Detecting Manual Syscalls from User Mode

By now direct system calls are ubiquitous in offensive tooling. Manual system calls remain effective for evading userland based EDRs. From within userland, there has been little answer to this powerful technique. Such syscalls can be effectively mitigated from kernel mode, but for many reasons, most EDRs will continue to operate exclusively from usermode. This post will present a novel method for detecting manual syscalls from usermode.

Previous Work

In 2015, Alex Ionescu presented a talk at RECON entitled, Hooking Nirvana: Stealthy Instrumentation Hooks, where, among other techniques, he described an instrumentation callback engine which is used internally by Microsoft. You can watch his talk here and read his presentation slides here.

The techniques discussed here have already been weaponized for offensive code injection, but as far as I can tell, have not been applied defensively.

My research is also based off of previous work done by @qaz_qaz and his PoC here. This article also served as a primary point of reference.

And finally, a user by the name of esoterik on the game-hacking forum unknowncheats provided an example of a thread safe implementation of the instrumentation hook. Full thread.

Hooking Nirvana Revisted

There exists an internal instrumentation engine, known as Nirvana, used by Microsoft which has been present since Windows Vista.
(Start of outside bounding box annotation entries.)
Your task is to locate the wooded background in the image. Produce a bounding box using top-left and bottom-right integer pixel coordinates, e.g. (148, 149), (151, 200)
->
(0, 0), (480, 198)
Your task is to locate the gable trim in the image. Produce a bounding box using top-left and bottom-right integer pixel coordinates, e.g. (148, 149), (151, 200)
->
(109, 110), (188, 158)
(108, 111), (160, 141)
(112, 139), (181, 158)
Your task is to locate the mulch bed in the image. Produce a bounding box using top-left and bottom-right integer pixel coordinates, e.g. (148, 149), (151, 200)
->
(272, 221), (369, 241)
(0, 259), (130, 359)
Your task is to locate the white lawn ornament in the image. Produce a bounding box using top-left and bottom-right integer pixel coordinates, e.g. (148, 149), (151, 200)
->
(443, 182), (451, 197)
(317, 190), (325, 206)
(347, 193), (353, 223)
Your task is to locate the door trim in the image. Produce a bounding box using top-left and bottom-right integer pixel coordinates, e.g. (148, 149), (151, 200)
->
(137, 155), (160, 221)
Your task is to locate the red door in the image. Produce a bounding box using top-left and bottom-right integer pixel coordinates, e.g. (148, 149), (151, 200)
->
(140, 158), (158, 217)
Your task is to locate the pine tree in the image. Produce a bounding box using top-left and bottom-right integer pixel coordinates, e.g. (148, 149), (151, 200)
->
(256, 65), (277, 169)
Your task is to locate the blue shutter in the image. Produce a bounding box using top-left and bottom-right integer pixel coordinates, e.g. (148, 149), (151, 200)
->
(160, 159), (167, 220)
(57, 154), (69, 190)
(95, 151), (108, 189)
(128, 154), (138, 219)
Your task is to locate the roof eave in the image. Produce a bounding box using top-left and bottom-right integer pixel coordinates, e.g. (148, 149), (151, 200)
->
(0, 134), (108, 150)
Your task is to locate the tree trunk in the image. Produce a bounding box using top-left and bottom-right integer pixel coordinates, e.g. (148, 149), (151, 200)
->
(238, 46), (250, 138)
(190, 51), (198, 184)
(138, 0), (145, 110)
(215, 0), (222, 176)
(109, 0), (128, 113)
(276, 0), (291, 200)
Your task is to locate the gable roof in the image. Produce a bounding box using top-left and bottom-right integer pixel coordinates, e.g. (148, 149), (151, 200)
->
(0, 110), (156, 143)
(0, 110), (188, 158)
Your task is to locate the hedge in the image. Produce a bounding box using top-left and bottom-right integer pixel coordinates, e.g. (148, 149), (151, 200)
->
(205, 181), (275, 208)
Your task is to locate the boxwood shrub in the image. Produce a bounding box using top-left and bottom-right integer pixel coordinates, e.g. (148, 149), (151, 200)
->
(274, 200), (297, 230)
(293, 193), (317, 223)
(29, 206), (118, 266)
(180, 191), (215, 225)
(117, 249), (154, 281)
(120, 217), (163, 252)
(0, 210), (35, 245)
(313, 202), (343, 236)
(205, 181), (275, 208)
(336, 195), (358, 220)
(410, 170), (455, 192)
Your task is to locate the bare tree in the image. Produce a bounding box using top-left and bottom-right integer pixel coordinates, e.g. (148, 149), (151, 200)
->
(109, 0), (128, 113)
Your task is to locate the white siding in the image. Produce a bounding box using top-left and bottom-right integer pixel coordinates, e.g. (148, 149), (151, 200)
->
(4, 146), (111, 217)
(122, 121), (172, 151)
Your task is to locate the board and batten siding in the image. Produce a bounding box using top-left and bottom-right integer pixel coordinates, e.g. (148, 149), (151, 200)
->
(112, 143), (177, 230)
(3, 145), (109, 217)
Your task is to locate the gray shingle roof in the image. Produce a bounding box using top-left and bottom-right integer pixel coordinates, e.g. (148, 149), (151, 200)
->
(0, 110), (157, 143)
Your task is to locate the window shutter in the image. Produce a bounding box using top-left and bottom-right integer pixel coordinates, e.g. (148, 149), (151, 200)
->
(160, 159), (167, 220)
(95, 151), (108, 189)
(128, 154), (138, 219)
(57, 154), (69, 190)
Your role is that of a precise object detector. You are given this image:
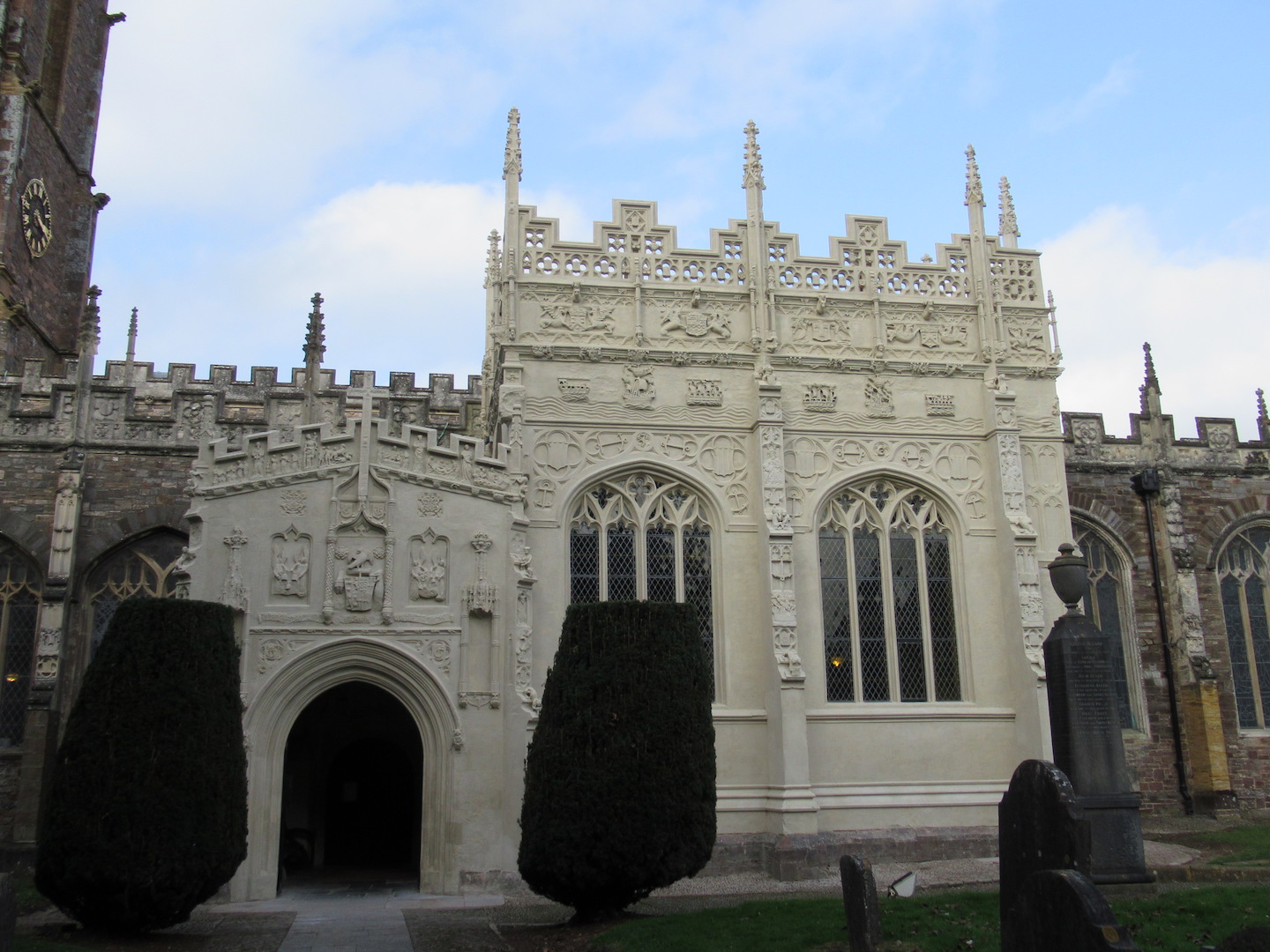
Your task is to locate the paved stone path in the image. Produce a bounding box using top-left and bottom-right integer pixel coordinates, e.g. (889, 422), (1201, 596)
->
(17, 840), (1199, 952)
(223, 880), (503, 952)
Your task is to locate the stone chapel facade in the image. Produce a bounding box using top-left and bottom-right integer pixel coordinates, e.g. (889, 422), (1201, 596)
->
(0, 0), (1270, 897)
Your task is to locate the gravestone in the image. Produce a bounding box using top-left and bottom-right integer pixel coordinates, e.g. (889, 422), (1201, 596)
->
(1044, 542), (1155, 883)
(1002, 869), (1140, 952)
(1000, 761), (1090, 952)
(838, 856), (881, 952)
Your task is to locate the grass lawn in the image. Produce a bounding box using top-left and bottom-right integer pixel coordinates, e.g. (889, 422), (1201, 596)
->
(592, 886), (1270, 952)
(1204, 825), (1270, 866)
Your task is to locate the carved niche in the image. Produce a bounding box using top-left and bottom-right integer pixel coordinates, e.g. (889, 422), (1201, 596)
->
(410, 529), (450, 602)
(269, 525), (312, 599)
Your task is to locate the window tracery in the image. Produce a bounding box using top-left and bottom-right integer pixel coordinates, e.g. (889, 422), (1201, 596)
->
(819, 479), (961, 701)
(569, 472), (715, 690)
(0, 539), (42, 747)
(1072, 519), (1140, 730)
(1217, 524), (1270, 730)
(85, 532), (187, 654)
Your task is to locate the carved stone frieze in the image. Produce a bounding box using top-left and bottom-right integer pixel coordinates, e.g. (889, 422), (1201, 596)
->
(623, 364), (656, 410)
(865, 377), (895, 419)
(686, 378), (722, 406)
(803, 383), (838, 413)
(557, 377), (591, 404)
(459, 690), (503, 710)
(539, 303), (616, 334)
(926, 393), (956, 416)
(278, 488), (309, 516)
(332, 536), (387, 612)
(661, 309), (731, 340)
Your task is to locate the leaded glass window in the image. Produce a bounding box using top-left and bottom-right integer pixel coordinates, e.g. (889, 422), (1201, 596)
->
(1072, 522), (1138, 729)
(569, 473), (713, 695)
(819, 480), (961, 701)
(86, 532), (187, 654)
(0, 539), (41, 747)
(1217, 525), (1270, 729)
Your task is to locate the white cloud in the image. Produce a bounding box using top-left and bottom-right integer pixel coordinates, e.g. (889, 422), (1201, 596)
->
(1033, 58), (1138, 132)
(1042, 207), (1270, 439)
(96, 0), (490, 215)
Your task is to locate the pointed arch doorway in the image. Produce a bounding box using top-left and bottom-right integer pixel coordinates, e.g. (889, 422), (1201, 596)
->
(280, 681), (423, 882)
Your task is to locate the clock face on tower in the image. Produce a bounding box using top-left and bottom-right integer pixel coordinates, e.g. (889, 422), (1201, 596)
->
(21, 179), (53, 257)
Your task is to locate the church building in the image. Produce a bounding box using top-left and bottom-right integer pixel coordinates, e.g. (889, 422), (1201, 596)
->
(0, 0), (1270, 899)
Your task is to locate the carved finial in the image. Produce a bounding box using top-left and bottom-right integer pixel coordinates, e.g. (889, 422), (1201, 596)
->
(1138, 344), (1160, 418)
(1142, 344), (1161, 393)
(741, 119), (767, 188)
(78, 285), (101, 360)
(305, 292), (326, 368)
(965, 146), (983, 205)
(503, 109), (522, 182)
(997, 175), (1019, 246)
(123, 307), (138, 363)
(485, 228), (503, 288)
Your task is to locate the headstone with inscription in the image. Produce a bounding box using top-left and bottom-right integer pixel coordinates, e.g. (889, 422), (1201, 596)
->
(0, 874), (18, 952)
(1000, 761), (1090, 952)
(1017, 869), (1140, 952)
(838, 856), (881, 952)
(1044, 543), (1154, 883)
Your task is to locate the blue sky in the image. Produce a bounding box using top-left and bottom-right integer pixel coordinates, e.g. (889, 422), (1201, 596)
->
(94, 0), (1270, 439)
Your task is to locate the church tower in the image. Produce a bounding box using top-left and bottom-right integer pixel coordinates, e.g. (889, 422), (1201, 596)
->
(0, 0), (123, 372)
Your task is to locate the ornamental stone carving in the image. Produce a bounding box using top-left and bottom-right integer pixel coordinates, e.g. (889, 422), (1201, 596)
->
(269, 525), (312, 599)
(407, 529), (450, 602)
(661, 309), (731, 340)
(865, 377), (895, 419)
(687, 378), (722, 406)
(220, 527), (248, 612)
(623, 364), (656, 410)
(334, 539), (385, 612)
(464, 532), (497, 617)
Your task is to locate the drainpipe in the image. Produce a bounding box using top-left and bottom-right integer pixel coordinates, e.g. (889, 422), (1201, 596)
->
(1132, 468), (1195, 816)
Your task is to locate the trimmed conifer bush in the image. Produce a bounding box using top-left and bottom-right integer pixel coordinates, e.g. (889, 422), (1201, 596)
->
(519, 602), (715, 921)
(35, 598), (246, 932)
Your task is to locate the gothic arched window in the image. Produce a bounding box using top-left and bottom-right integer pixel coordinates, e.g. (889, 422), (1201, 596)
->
(0, 539), (41, 747)
(85, 531), (188, 654)
(819, 479), (961, 701)
(1072, 519), (1139, 729)
(1217, 525), (1270, 729)
(569, 473), (713, 672)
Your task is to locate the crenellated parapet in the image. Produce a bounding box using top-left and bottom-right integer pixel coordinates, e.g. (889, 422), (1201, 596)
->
(1063, 413), (1270, 473)
(490, 201), (1059, 388)
(0, 361), (482, 453)
(190, 416), (526, 504)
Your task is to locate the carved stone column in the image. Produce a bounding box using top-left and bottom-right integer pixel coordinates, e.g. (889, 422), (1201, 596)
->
(756, 383), (818, 834)
(992, 390), (1045, 678)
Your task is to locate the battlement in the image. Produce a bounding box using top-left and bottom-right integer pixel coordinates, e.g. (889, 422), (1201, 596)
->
(507, 201), (1044, 307)
(0, 361), (482, 452)
(191, 418), (515, 502)
(1063, 413), (1270, 470)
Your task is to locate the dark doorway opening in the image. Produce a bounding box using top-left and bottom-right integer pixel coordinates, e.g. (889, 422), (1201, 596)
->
(280, 681), (423, 881)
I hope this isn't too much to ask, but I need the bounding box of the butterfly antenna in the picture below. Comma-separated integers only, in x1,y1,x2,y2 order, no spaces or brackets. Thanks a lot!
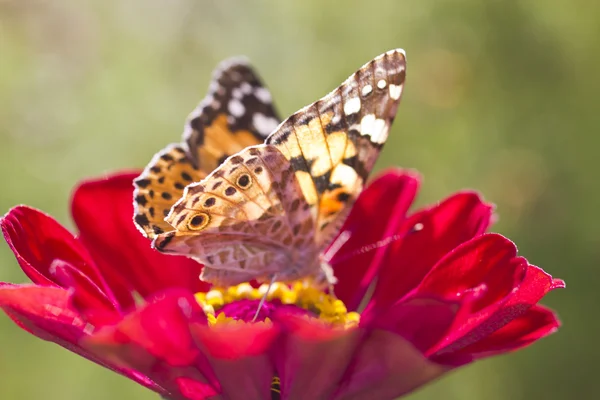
327,223,423,264
252,274,277,322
Nirvana is a lightweight, dynamic translation framework that can be used to monitor and control the (user mode) execution of a running process without needing to recompile or rebuild any code in that process. This is sometimes also referred to as program shepherding, sandboxing, emulation, or virtualization. Dynamic translation is a powerful complement to existing static analysis and instrumentation techniques.

To understand how this technique will ultimately work, it is necessary to first understand kernel to user mode callbacks. Ntdll maintains a set of exported functions which are used by the kernel to invoke specific functionality in usermode. There are a number of these callbacks which are well documented. These functions are called when the kernel transitions back to user mode. The location (i.e. exported function) will vary based upon intended functionality.

LdrInitializeThunk – Thread and initial process thread creation starting point.
KiUserExceptionDispatcher – Kernel exception dispatcher will IRET here on 1 of 2 conditions.
1. the process has no debug port.
2. the process has a debug port, but the debugger chose not to handle the exception.
KiRaiseUserExceptionDispatcher – Control flow will land here in certain instances during a system service when instead of returning a bad status code, it can simply invoke the user exception chain. For instance: CloseHandle() with an invalid handle value.
KiUserCallbackDispatcher – Control flow will land here for Win32K window and thread message based operations. It then calls into function table contained in the process PEB
KiUserApcDispatcher – This is where user queued apc’s are dispatched.

The above list was taken from this article. There are many such callbacks, and if you’d like to explore more you can visit Nynaeve’s blog.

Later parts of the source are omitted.